Escribir tiene el poder de dibujar al otro, de definirlo. No sé si puedo hacer ese ejercicio con mi padre.
Mi papá es enorme: obsesivo, meticuloso, preocupado. Me dejará tranquilidad porque eso hacen los buenos padres. Alguna vez, cuando era niño, pensé que todos los tenían. No es así, lo aprendí. Soy privilegiado, y todos los que lo rodeamos somos afortunados de haberlo tenido en el plano físico de nuestro lado.
Papá no tuvo papá. O sea, sí lo tuvo, en algunas cosas. Pero no de la manera en que él fue con nosotros. A una escala como las catedrales que ahora visito cuando viajo para entender la arquitectura de las ciudades. Mi papá diseñó los planos de la casa que mi mamá disfrutará en el sur, y también los nuestros y los de sus nietos. Mi papá corrió por mí y mis hermanos.
Esa idea del “mejor papá del mundo” de las tarjetas, yo la tuve. Tuve a mi lado a un hombre que siempre tenía una palabra sabia para quien se le acercaba buscando algo. El dolor de no haber cumplido con la lista tradicional a veces aparecía. Y en estos días de agonía, me regaló frases sobre cómo van a llegar las cosas que no compartiré, porque hay cuestiones que son para uno. “Hay que ser honesto, pero no ser sincero porque se meten con lo que sientes”, me dijo cuando me vio complicado con pensamientos rumiantes. “Tú no tuviste padrinos, ni naciste con plata e hiciste todo solo.” Debería tatuármelo. A último momento, la cajita de regalo es seguridad.
El cuadro es de éxito y amor. Él perdió a su padre y la estabilidad a los 18 años. De ahí en adelante, cuidó de su madre. Hace unos días dijo que temía que su nieto lo olvide. En la cama, con las manos frías por el cáncer, le recordé que mi abuela me traía “cositas” cuando llegaba a saludarnos. “Eran dulces baratos, jaja”, se reía. Quizás fue la última vez que lo escuché reír. Como descubriendo que en realidad eso no le iba a pasar a él. Que no lo iban a dejar de querer. Que la inversión había sido grande, no solo en cosas, sino también en atención. “Todo lo que hicimos cuando fuimos socios fue lo que hice después en escalas distintas”, le dije. Y él agregó: “Y esa vez encima hicimos plata”, y volvió a sonreír entre el sueño, el dolor, la búsqueda infatigable de energía. Esa que siempre tuvo.

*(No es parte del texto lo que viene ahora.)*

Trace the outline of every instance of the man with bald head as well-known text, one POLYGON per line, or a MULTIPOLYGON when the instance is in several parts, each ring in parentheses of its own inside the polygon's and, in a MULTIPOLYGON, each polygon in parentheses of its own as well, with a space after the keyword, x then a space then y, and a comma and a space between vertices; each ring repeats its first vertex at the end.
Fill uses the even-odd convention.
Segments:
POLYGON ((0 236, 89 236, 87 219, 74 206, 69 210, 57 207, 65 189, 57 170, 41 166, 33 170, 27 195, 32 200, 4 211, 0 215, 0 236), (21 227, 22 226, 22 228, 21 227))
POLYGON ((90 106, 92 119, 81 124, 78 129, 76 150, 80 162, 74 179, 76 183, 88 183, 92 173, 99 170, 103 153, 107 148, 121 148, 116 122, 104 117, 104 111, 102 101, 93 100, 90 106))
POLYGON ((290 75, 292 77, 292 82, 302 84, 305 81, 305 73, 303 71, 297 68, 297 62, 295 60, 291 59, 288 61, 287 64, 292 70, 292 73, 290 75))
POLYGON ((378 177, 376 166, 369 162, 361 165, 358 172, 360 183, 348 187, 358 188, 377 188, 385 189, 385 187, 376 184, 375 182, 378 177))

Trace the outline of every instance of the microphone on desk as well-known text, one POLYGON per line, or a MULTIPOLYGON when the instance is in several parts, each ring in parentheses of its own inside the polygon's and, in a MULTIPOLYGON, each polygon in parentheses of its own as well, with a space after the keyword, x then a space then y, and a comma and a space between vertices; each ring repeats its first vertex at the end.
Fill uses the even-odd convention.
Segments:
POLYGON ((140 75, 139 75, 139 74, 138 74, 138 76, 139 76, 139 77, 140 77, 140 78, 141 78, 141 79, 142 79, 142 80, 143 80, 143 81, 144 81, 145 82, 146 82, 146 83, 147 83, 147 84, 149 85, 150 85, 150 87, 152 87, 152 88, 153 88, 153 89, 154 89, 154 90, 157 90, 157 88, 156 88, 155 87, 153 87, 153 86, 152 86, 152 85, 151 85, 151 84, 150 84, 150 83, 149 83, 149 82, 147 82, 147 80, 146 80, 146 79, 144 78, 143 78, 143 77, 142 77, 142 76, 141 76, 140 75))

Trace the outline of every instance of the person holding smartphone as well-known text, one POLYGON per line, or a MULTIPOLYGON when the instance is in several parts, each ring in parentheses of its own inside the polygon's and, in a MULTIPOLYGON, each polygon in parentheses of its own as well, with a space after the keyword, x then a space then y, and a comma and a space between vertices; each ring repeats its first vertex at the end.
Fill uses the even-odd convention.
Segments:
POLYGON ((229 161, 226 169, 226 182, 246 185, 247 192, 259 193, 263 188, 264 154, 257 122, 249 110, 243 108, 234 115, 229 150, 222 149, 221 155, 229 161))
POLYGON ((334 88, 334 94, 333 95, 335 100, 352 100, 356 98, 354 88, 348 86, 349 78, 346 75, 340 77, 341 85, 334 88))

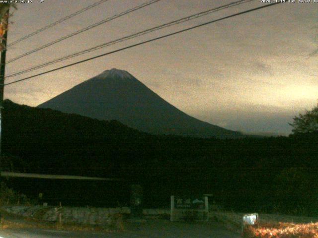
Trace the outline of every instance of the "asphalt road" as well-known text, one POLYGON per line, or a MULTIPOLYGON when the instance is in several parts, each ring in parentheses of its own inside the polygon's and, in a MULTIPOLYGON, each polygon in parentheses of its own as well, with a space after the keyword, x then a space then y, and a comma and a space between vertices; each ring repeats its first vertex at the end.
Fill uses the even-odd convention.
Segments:
POLYGON ((71 232, 37 229, 7 229, 0 231, 2 238, 239 238, 238 234, 216 223, 188 224, 167 220, 147 220, 132 224, 127 231, 109 233, 71 232))

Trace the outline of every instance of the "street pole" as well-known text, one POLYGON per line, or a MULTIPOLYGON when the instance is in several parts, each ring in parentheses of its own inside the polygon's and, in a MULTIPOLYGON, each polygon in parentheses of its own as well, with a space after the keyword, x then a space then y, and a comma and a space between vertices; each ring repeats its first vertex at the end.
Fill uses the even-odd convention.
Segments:
MULTIPOLYGON (((2 109, 3 102, 3 91, 4 89, 4 70, 5 69, 5 55, 6 53, 6 40, 8 35, 8 24, 9 19, 9 9, 6 11, 5 14, 3 16, 3 20, 2 22, 2 29, 4 29, 4 34, 2 38, 2 51, 1 52, 1 60, 0 60, 0 195, 2 197, 2 189, 1 189, 1 183, 2 179, 0 173, 2 171, 2 109)), ((1 214, 0 214, 0 219, 1 214)))

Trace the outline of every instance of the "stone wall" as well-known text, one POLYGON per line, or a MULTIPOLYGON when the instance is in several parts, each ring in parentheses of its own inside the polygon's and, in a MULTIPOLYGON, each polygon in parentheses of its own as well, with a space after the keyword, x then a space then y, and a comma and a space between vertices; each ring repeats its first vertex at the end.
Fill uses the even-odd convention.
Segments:
MULTIPOLYGON (((1 208, 10 213, 20 215, 24 217, 33 217, 46 221, 56 222, 58 216, 53 206, 8 206, 1 208)), ((129 214, 130 209, 121 208, 95 208, 63 207, 62 221, 82 224, 105 225, 111 223, 115 214, 129 214)), ((169 215, 170 210, 144 209, 145 215, 169 215)))

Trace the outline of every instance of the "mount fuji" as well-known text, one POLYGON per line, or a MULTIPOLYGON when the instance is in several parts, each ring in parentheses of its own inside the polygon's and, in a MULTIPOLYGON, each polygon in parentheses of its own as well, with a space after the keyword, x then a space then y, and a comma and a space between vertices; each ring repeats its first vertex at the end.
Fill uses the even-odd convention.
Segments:
POLYGON ((202 121, 164 101, 126 71, 104 71, 40 104, 101 120, 117 120, 155 134, 241 137, 240 132, 202 121))

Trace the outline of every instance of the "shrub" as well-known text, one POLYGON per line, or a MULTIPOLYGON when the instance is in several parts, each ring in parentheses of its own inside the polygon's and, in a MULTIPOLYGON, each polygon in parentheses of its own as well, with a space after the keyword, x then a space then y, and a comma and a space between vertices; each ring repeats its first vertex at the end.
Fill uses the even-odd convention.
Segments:
POLYGON ((30 205, 31 201, 24 194, 19 194, 12 188, 8 187, 4 182, 0 185, 0 205, 30 205))

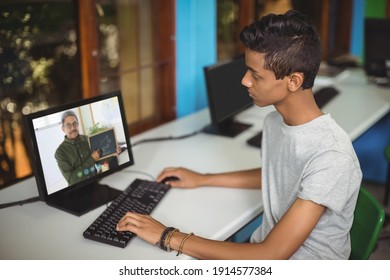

De lunes a domingo. “Mis amigos, cuando piensan en ser papá, piensan en ti”. A mis amigos les decía “hijos”. No tenía otro traje, mi viejo. “A pesar de no haber tenido papá, no lo hice por eso; lo hice porque me gustaba.” A mi padre le encantaba ser papá.
Yo trabajo los domingos por mi padre. Mi padre trabajó por nosotros, para que estuviésemos bien. Nunca pasé frío ni hambre. Los juguetes llegaban, y si no, llegarían tarde o temprano. Papá era tacaño a veces. Y no corría riesgos. A veces sacrificaba el disfrutar, y eso era crítico. La herencia de la incertidumbre. Mi papá vivió su propia guerra. Lo empecé a entender con los años. Por eso siempre fue desafiante. Era una manera de protegerse. “Pero nunca expongas a tu mujer y tus hijos, ve siempre adelante tú.” Era un mantra. Jugaba en otra liga.
Dicen que uno tiene que “matar al padre”. Para mí, la forma es disfrutar. Y también disfrutarlo. Así fue al máximo en sus últimos días cuando lo invité a comer, le compraba helado o lo que quería leer o ver. “Mi papá me regaló un Nintendo, ¿cómo no voy a devolvérsela?”, pensaba sin considerar el gasto. Una de nuestras últimas charlas en medio de su cáncer fue: “¿No hay deuda entre los dos?” “Ninguna”, respondió. Eso es la paz de lo bien hecho.
Una de las mejores charlas que tuvimos fue cuando jubiló. Yo lo tenía contratado. Llegó a un Starbucks con una carpeta azul que firmé, y de la nada me dijo: “Me preocupé de que no les faltara nada”. Y cerró con una reflexión: “Lo que yo aprendí sobre la vida y el trabajo es que todos los autos tienen cuatro ruedas. Unos son más grandes, otros más pequeños, pero se llega igual.”
Siempre llegó. Papá siempre llegaba.